Silicon Graphics' processors in Los Alamos research

Silicon Graphics’ processors in Los Alamos research


The Naier-Stokes equations.

The Navies-Stokes  equations.


While the National Park is a work in progress, its staff is excellent and very enthusiastic. One ranger compiled a lot of material on the history of the Laboratory and volunteered to send it all to us via email. She also showed us a fun t-shirt – I decided I had to have it!   See the photo.   The graphic is the Navier-Stokes equations which describes the motion of viscous fluid substances – the core of fluid dynamics. It is used in the design of aircraft, blood flow, power stations, and much more. I still shutter when thinking of the fluid mechanics course I took. It nudged me to Electrical Engineering as my major.

For you pure mathematicians out there, it has not yet been proven that in three-dimensional solutions, that it exists, or not, and that they are smooth. A $1,000,000 prize is waiting for the answer.

The stench of our current political process to elect a new president does not appear to have penetrated this imaginary bubble. The talk is all about scientific topics and what is happening here. Well, that’s not totally the case. When we asked the clerk who sold me the t-shirt about culture….the El Norte thing, he was pleased when we asked him about his Spanish heritage. Seems that there are two cultures here: the scientific and the Spanish.

After lunch, we drove from Los Alamos, to Bandelier National Monument, which reaches from the Rio Grande River to the Valles Caldera and covers from then 50 square miles.  It was named a National Monument in 1916.
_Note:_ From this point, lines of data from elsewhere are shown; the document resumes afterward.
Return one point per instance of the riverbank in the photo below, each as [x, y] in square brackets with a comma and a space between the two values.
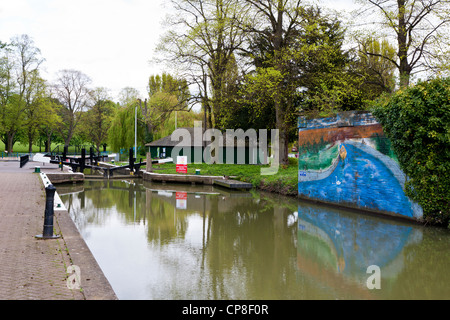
[284, 182]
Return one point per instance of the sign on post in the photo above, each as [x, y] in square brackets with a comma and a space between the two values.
[181, 200]
[181, 164]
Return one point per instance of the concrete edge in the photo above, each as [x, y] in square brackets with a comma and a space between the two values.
[93, 282]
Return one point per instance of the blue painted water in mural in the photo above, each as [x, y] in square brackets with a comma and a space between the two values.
[363, 180]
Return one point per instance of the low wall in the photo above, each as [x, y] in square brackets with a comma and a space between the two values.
[348, 161]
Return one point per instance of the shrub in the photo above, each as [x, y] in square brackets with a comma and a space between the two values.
[417, 121]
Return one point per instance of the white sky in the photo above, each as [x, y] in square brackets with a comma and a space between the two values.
[111, 41]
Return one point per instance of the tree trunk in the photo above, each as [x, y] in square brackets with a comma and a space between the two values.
[30, 143]
[405, 68]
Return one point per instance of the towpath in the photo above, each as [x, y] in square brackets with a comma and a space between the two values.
[34, 269]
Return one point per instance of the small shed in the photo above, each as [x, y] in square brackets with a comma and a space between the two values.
[199, 147]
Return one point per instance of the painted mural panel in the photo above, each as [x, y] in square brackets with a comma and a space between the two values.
[347, 160]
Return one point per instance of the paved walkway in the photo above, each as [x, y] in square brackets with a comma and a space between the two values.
[33, 269]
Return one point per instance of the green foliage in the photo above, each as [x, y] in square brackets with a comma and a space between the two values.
[121, 133]
[417, 121]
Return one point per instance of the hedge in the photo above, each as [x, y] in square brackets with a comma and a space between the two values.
[417, 121]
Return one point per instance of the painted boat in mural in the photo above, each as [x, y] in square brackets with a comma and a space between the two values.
[349, 161]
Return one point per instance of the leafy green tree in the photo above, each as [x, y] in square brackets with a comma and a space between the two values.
[97, 120]
[121, 133]
[72, 91]
[166, 95]
[378, 73]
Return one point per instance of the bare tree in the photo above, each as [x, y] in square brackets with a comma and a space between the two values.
[72, 90]
[20, 66]
[420, 29]
[202, 38]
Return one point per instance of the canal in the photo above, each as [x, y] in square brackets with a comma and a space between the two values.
[169, 242]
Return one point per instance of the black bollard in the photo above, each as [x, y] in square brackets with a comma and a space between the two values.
[49, 213]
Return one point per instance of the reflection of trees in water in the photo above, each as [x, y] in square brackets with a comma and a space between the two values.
[252, 243]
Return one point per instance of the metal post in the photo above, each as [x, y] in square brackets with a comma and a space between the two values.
[83, 160]
[131, 160]
[49, 213]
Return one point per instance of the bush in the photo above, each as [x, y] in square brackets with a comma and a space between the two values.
[417, 121]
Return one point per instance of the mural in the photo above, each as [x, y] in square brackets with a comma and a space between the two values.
[347, 160]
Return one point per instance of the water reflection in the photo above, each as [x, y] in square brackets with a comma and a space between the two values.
[157, 241]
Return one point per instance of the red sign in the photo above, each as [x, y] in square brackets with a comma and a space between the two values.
[182, 168]
[181, 196]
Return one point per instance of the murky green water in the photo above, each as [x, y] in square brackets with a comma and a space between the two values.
[157, 241]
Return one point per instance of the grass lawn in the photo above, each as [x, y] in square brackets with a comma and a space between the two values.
[285, 181]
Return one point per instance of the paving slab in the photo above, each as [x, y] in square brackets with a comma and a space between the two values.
[36, 269]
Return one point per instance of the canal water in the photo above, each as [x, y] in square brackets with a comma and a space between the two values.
[169, 242]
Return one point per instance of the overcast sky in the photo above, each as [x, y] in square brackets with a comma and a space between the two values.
[111, 41]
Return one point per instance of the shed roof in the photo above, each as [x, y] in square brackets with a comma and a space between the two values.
[184, 137]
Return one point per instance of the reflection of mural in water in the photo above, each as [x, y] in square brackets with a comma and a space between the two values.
[226, 245]
[347, 160]
[337, 248]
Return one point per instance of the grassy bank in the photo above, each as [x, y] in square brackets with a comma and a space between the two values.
[285, 181]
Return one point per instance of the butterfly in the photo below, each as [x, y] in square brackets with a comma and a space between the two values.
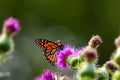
[50, 49]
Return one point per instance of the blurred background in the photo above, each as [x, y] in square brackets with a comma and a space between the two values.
[71, 21]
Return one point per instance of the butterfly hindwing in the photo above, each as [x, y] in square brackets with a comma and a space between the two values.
[50, 49]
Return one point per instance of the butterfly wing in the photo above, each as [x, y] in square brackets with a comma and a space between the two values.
[50, 49]
[50, 54]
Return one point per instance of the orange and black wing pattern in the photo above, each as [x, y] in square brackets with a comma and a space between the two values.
[50, 49]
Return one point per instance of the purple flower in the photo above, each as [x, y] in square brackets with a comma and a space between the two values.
[63, 54]
[46, 75]
[11, 25]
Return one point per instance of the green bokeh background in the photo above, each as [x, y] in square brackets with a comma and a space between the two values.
[71, 21]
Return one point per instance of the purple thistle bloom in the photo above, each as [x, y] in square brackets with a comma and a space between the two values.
[46, 75]
[63, 54]
[11, 25]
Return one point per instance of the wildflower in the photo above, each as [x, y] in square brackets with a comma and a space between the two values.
[117, 41]
[90, 54]
[110, 65]
[11, 26]
[46, 75]
[87, 70]
[116, 56]
[62, 57]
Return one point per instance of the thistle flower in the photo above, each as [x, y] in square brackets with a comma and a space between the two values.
[63, 55]
[117, 41]
[90, 54]
[116, 56]
[11, 26]
[110, 66]
[46, 75]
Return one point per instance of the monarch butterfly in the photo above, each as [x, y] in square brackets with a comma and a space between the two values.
[50, 49]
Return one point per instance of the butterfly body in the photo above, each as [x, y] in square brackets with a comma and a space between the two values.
[50, 49]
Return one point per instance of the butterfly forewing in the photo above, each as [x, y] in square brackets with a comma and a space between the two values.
[50, 49]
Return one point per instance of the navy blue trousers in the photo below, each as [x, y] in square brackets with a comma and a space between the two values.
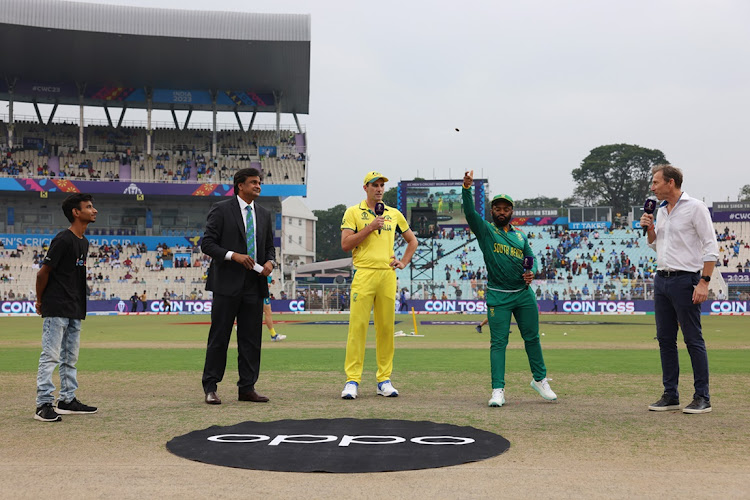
[673, 306]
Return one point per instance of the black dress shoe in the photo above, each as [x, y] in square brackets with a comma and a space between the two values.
[699, 405]
[252, 396]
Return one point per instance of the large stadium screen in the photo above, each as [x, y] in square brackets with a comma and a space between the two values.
[442, 196]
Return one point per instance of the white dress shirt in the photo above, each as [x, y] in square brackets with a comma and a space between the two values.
[243, 211]
[685, 237]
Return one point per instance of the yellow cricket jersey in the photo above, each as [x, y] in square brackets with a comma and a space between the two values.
[376, 250]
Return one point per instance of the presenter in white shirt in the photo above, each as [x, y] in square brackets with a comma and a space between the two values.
[686, 251]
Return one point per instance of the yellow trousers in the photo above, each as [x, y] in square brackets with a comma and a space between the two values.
[371, 289]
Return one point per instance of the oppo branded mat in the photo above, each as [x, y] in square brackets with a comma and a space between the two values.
[338, 445]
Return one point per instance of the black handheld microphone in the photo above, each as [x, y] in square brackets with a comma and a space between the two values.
[648, 207]
[379, 209]
[528, 263]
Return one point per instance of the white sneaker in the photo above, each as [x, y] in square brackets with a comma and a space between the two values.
[386, 389]
[350, 391]
[542, 387]
[498, 398]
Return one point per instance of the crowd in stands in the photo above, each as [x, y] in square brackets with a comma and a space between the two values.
[178, 155]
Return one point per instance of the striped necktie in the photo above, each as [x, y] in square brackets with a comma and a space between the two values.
[250, 233]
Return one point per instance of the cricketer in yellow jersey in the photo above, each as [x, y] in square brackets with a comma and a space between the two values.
[370, 239]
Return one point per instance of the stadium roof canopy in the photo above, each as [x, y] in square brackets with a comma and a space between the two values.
[81, 53]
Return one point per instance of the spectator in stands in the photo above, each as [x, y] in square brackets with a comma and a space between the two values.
[686, 254]
[268, 314]
[61, 301]
[144, 301]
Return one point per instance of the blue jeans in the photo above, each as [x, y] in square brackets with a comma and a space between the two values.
[60, 343]
[673, 308]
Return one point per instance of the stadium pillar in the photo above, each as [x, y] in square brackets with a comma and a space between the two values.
[174, 118]
[38, 113]
[52, 115]
[80, 123]
[122, 115]
[239, 121]
[109, 119]
[278, 117]
[149, 132]
[213, 131]
[11, 124]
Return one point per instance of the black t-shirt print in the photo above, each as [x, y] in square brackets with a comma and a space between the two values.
[65, 295]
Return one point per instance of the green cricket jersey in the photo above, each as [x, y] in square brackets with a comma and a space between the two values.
[503, 252]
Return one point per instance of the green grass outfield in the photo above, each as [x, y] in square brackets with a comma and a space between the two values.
[593, 345]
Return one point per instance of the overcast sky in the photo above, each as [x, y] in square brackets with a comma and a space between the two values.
[532, 86]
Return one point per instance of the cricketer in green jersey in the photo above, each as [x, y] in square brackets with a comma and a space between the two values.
[504, 248]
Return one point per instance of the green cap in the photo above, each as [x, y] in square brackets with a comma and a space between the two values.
[373, 176]
[502, 197]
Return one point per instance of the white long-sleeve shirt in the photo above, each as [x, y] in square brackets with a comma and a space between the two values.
[685, 237]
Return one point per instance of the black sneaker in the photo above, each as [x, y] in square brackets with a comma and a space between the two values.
[46, 413]
[665, 403]
[699, 405]
[74, 407]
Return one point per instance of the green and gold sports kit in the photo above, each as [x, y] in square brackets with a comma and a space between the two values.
[504, 249]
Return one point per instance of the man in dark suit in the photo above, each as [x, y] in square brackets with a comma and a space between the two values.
[238, 237]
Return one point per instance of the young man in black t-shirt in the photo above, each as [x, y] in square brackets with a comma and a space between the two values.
[61, 301]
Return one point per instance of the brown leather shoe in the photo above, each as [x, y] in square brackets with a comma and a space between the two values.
[252, 396]
[212, 398]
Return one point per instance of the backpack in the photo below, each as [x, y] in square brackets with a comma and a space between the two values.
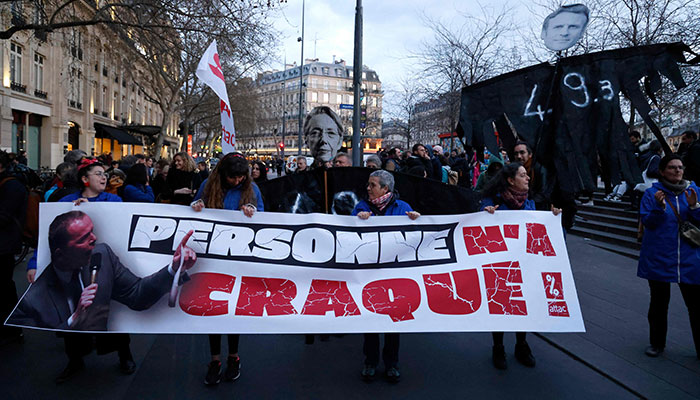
[30, 228]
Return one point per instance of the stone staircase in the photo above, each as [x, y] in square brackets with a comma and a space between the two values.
[610, 225]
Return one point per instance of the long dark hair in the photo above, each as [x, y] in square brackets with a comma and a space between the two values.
[232, 165]
[500, 183]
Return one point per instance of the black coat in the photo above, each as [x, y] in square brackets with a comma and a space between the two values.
[13, 211]
[178, 179]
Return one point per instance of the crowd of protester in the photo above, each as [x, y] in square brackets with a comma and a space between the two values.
[510, 179]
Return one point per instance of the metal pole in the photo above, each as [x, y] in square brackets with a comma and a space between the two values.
[284, 132]
[357, 84]
[301, 79]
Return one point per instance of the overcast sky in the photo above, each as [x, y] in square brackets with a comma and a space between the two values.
[393, 29]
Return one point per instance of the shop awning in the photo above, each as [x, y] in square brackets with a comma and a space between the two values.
[148, 130]
[114, 133]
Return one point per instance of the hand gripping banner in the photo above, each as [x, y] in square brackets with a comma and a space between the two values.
[210, 72]
[290, 273]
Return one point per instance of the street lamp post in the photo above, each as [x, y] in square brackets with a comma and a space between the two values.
[284, 132]
[357, 83]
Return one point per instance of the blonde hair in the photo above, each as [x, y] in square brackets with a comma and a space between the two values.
[188, 162]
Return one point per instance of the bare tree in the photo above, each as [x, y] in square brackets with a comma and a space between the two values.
[401, 107]
[168, 38]
[461, 53]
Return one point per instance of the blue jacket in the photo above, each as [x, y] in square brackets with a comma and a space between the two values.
[488, 201]
[395, 207]
[138, 194]
[233, 196]
[104, 196]
[665, 256]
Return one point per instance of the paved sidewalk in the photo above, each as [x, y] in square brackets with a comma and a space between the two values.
[605, 362]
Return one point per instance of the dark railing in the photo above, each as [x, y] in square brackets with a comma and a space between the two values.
[18, 87]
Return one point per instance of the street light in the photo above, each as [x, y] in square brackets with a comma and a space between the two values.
[284, 132]
[301, 75]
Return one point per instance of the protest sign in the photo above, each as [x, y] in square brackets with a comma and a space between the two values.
[314, 273]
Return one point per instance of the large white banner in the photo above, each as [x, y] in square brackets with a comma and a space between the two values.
[291, 273]
[210, 72]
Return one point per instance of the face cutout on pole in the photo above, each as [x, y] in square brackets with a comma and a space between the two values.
[564, 27]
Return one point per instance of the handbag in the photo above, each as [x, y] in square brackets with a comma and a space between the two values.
[689, 232]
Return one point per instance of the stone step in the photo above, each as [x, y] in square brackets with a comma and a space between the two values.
[602, 195]
[628, 231]
[612, 204]
[606, 237]
[610, 219]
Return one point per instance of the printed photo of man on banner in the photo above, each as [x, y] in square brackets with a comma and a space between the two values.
[75, 290]
[290, 273]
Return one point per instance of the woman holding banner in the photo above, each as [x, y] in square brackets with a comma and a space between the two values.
[382, 200]
[229, 187]
[667, 255]
[508, 190]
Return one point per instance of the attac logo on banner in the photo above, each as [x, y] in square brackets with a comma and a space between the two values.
[289, 273]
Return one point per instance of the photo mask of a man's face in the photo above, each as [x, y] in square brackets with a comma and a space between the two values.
[562, 29]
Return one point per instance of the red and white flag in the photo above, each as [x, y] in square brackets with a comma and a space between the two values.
[209, 71]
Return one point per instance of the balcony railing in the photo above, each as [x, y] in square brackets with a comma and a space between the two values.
[18, 87]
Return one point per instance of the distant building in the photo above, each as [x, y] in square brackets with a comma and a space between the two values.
[325, 84]
[434, 117]
[72, 88]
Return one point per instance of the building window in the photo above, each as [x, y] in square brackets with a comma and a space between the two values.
[103, 103]
[76, 44]
[38, 71]
[115, 97]
[75, 89]
[15, 63]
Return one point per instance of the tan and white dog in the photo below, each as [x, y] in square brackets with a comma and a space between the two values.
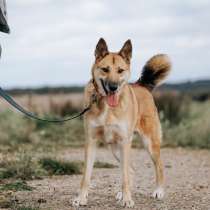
[121, 110]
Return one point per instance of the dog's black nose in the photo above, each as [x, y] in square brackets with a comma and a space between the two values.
[113, 86]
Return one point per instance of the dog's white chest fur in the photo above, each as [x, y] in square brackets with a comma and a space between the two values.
[114, 130]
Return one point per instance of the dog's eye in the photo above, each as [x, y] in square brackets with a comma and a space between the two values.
[120, 71]
[105, 70]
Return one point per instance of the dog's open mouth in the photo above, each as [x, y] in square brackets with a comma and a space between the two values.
[112, 99]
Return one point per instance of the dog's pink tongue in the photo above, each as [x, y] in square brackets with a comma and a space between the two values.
[112, 100]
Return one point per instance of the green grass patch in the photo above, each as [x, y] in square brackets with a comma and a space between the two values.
[99, 164]
[16, 186]
[26, 208]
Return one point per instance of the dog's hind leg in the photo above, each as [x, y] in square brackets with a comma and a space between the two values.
[150, 130]
[90, 149]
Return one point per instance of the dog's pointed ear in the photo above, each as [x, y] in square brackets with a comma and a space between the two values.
[126, 51]
[101, 49]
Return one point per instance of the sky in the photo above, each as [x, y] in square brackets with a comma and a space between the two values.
[52, 42]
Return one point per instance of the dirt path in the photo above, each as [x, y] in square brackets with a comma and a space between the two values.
[187, 183]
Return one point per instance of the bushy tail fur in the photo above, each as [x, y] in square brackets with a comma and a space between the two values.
[155, 71]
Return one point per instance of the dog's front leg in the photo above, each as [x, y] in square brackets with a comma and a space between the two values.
[90, 148]
[126, 182]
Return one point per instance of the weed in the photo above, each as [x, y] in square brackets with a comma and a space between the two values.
[16, 186]
[56, 167]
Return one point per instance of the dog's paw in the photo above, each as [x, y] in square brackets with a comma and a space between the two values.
[158, 193]
[128, 203]
[79, 201]
[119, 196]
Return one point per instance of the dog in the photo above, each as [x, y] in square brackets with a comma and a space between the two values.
[122, 109]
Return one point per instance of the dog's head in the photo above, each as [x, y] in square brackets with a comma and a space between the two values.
[111, 71]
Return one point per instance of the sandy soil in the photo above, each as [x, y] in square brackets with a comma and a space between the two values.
[187, 175]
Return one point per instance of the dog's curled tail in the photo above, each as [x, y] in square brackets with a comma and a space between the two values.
[155, 71]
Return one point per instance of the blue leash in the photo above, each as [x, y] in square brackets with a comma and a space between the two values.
[12, 102]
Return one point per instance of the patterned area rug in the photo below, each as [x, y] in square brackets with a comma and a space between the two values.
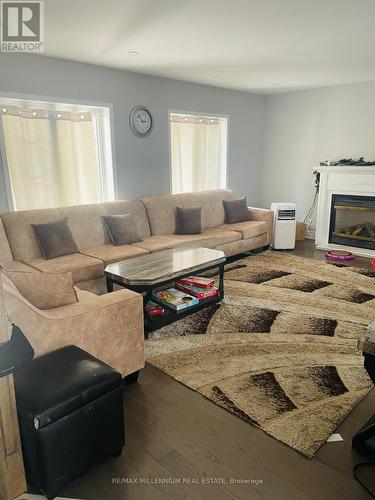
[280, 352]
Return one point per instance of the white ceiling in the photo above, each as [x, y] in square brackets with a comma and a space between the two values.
[261, 46]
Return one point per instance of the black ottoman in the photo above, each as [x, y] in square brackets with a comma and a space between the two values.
[70, 411]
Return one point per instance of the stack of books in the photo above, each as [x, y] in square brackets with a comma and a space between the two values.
[198, 287]
[175, 299]
[153, 309]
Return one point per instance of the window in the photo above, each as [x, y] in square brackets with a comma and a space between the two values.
[55, 154]
[198, 152]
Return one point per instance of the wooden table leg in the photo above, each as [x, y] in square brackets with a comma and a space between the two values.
[12, 473]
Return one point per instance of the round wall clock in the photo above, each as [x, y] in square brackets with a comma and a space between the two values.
[141, 121]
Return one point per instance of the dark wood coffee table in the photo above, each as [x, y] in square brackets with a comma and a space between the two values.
[158, 270]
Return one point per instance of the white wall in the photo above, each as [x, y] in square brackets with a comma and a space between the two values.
[306, 127]
[143, 164]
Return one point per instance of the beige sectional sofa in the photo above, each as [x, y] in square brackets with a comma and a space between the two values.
[120, 343]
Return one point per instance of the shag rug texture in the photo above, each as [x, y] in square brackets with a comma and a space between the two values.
[281, 351]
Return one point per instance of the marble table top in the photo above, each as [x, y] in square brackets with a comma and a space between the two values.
[162, 266]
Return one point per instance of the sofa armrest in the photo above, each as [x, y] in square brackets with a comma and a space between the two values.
[110, 327]
[265, 215]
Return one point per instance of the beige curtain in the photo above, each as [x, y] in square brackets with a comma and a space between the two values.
[52, 158]
[198, 153]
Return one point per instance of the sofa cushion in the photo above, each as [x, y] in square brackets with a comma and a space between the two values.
[55, 238]
[157, 243]
[43, 290]
[21, 236]
[122, 229]
[221, 235]
[162, 214]
[208, 239]
[189, 220]
[248, 229]
[86, 224]
[109, 253]
[83, 267]
[5, 251]
[211, 203]
[133, 207]
[236, 210]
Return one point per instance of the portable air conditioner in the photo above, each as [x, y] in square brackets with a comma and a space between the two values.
[284, 225]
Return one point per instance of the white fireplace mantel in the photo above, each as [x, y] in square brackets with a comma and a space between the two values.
[350, 180]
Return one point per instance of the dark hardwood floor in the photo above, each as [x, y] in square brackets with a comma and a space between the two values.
[182, 446]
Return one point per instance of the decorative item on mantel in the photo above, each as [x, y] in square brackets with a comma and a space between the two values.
[349, 162]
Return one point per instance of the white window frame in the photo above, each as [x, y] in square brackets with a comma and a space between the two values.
[196, 113]
[63, 104]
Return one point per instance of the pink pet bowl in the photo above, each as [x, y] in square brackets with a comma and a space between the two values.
[339, 255]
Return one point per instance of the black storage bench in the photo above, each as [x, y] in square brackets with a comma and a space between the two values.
[70, 411]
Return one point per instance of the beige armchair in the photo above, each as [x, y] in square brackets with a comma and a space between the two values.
[110, 326]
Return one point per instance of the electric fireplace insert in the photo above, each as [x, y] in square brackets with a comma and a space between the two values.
[352, 221]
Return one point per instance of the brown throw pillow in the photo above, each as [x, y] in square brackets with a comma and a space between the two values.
[55, 239]
[122, 229]
[236, 211]
[189, 220]
[44, 290]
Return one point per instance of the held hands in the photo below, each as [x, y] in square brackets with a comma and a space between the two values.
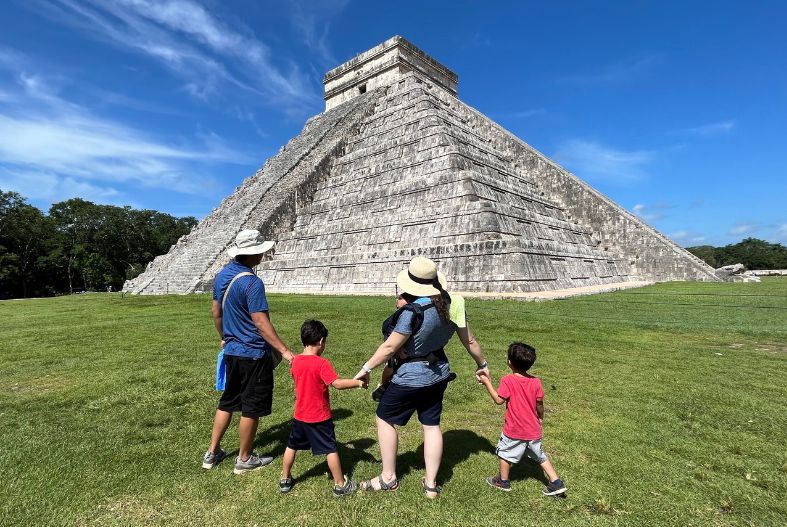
[482, 374]
[288, 356]
[363, 376]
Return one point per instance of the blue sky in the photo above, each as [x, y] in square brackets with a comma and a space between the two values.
[675, 110]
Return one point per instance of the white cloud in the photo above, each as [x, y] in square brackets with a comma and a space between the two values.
[711, 129]
[195, 44]
[595, 161]
[311, 19]
[53, 148]
[780, 235]
[524, 114]
[53, 187]
[653, 212]
[621, 72]
[743, 228]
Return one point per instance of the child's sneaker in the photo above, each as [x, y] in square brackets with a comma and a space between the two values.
[212, 459]
[348, 488]
[502, 484]
[554, 488]
[254, 462]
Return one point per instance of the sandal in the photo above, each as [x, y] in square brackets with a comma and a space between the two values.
[434, 490]
[391, 485]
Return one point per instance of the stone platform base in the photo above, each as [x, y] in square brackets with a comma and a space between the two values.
[535, 296]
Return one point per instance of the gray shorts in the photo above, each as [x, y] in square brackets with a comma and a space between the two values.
[512, 450]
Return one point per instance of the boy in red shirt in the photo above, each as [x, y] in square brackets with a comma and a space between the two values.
[524, 399]
[312, 425]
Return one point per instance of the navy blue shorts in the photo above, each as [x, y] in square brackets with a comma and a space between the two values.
[400, 402]
[320, 437]
[249, 386]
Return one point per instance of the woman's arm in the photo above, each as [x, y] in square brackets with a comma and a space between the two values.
[474, 349]
[391, 345]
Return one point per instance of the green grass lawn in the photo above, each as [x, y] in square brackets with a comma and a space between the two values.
[666, 405]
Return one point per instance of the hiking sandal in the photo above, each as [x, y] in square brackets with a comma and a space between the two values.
[434, 490]
[391, 485]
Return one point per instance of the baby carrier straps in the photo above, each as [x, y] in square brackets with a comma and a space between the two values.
[417, 321]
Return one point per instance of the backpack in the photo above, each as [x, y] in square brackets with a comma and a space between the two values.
[389, 324]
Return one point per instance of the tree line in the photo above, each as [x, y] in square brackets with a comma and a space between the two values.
[751, 252]
[78, 245]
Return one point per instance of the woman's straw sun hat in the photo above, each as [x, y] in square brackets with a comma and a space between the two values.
[248, 241]
[419, 278]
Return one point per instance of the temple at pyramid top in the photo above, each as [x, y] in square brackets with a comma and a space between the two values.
[380, 66]
[398, 166]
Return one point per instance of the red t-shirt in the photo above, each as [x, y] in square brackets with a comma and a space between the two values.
[521, 394]
[312, 375]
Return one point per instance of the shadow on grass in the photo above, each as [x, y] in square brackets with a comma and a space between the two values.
[527, 469]
[273, 440]
[458, 446]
Remaining foundations of T village.

Remaining foundations of Tyuonyi Pueblo.


Remains of the main kiva

Remains of the main kiva


While there is evidence of human presence dating back 10,000 years, the area was first settled by the Anasazis, and later by the puebloans, dating from the 11th to the 16th century. The canyon has a permanent creek and sufficient flat land to raise corn, beans, and squash. With the increased population due to migration of people from drought areas, they built villages and structures as high as three stories.   Only the foundations of the large Tyuonyi pueblo and the Big Kiva remain.  At its most active time, the Tyuonyi structure consisted of more than 400 rooms, accommodating more than 100 people. Most of the rooms were used for food storage. Others lived in cave-like dwellings that were scooped out of the walls of the Pajarito Plateau. Most of these caves were fronted with multistory masonry structures supported by wooden beams. In the photos below, you can see the remaining holes in the walls that supported the wood beams.

Dwellings in the cliffs.

Dwellings in the cliffs.


Long House of cliff dwellings

Long House of cliff dwellings


Petroglyphs decorating a cliff dwelling.

Petroglyphs decorating a cliff dwelling.


It seems that the puebloans abandoned the area in the 16th century. That was about the time the Spanish began moving into this part of New Mexico. It was also a time of severe droughts. It is not clear why they left or where they went. Some speculate that their descendants currently live in the Cochiti and San Ildefonso pueblos, a few miles east on the Rio Grande River.